WASHINGTON, DC – In an effort to better protect members of the military and their families from abusive financial practices, U.S. Senator Jack Reed (D-RI) along with U.S. Senator Chuck Schumer (D-NY), and several of their colleagues, are introducing the Military Consumer Protection Act.  This legislation would empower the Consumer Financial Protection Bureau (CFPB) to oversee and enforce compliance with certain existing provisions of the Servicemember Civil Relief Act (SCRA).

The SCRA was designed to ease financial burdens on servicemembers during periods of military service.  For example, the SCRA includes provisions that prohibit the eviction of military members and their dependents from rental or mortgaged property, and the law caps interest at 6% on debts incurred prior to an individual entering active duty military service.

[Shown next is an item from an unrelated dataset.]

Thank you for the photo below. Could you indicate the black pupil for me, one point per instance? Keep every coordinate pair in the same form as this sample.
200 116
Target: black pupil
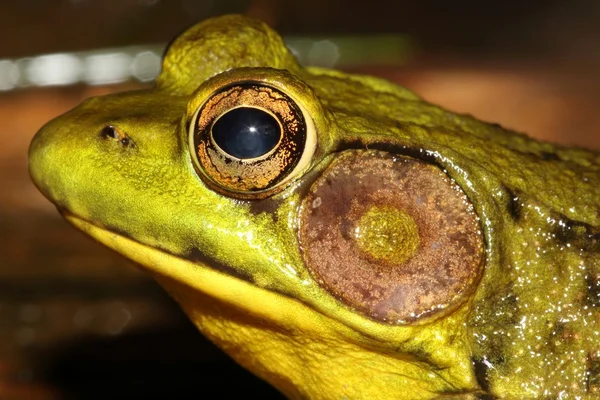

Despite these SCRA protections, which Congress enacted to enable servicemembers to “devote their entire energy to the defense needs of the Nation,” enforcement of this critical law has been found to be inconsistent and subject to the discretion of financial regulators.  Without a change in the law, SCRA enforcement will continue to be subject to the changing priorities of financial regulators.  Prioritizing the consumer protection of our servicemembers should not be discretionary.  It should be mandatory, and the Reed-Schumer Military Consumer Protection Act would ensure that SCRA enforcement will be a permanent priority for the CFPB.

“Our troops and their families deserve a strong consumer watchdog that will look out for their best interests and financial well-being,”  said Senator Reed, a former Army Ranger and a member of the Banking Committee.  “Consumer protection can impact military readiness.  Our forces on the front lines must be able to focus on the mission at hand without worrying about financial problems or scams back home.  I created the Office of Servicemember Affairs at the CFPB so military families would have someone to turn to with financial questions and a place that could assist them if they need help.  Giving CFPB the authority it needs to enforce existing safeguards against things like evictions, default judgments, and foreclosures is a smart, logical step.”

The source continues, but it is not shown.